# Interesting If Genuine



## mach 0.0013137 (Jan 10, 2005)

item 230116718093


----------



## foztex (Nov 6, 2005)

Hot damn,

you're not wrong there Mac, if its pucka its super cool. If it aint its still a hidden spaceview, dial I've never seen before (and lovely to boot), black index (also not seen). Flip it's really nice.

Andy


----------



## PhilM (Nov 5, 2004)

That's a very clean example







will you be bidding on it Andy


----------



## foztex (Nov 6, 2005)

PhilM said:


> That's a very clean example
> 
> 
> 
> ...


Well I am tempted but funds and imminent building work forbid and I've already 3 with the same case(which is IMHO the nicest and biggest 'normal' 214 case).

At the end of the day its very cool but still a bit pricey for a 214.
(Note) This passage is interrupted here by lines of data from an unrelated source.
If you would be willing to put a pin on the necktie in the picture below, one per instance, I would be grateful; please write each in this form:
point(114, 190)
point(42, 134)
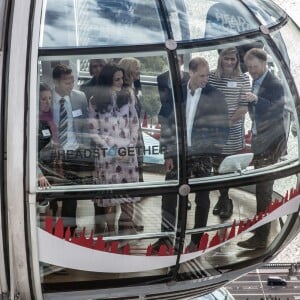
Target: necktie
point(255, 87)
point(63, 123)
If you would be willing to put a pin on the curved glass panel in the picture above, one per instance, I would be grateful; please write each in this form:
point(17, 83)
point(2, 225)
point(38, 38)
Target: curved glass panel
point(222, 140)
point(126, 141)
point(102, 247)
point(227, 241)
point(267, 12)
point(100, 23)
point(210, 20)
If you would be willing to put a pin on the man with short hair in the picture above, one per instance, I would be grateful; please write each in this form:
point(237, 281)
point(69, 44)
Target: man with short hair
point(266, 106)
point(207, 128)
point(95, 68)
point(70, 114)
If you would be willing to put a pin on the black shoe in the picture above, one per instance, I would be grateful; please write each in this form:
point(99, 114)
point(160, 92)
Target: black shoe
point(139, 228)
point(255, 242)
point(162, 241)
point(226, 210)
point(218, 207)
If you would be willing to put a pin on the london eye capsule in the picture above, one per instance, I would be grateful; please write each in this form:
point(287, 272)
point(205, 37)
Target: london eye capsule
point(152, 147)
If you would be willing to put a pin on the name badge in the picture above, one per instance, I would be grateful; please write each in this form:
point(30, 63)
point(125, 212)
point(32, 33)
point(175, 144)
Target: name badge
point(46, 133)
point(76, 113)
point(232, 84)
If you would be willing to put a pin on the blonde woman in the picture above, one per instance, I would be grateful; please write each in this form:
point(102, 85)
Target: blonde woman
point(131, 82)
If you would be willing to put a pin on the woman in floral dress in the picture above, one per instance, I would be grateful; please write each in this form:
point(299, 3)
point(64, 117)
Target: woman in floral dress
point(114, 127)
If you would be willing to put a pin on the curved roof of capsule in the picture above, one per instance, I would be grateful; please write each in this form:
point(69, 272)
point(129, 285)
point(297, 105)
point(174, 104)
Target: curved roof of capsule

Are there any issued watch experts out there who could cast any light on the markings, theres not enough numbers to my ignorant eye. The serial and M3 bit is standard bulova, leaving only the H.S. and crowsfoot. What's HS, apart from Hidden Spaceview 

Andy


----------



## JonW (Mar 23, 2005)

Very nice indeed. and if the story checks out then it would have perhaps been worth its ending price. imho it was a good condition HSV and the military connection was half the price.


----------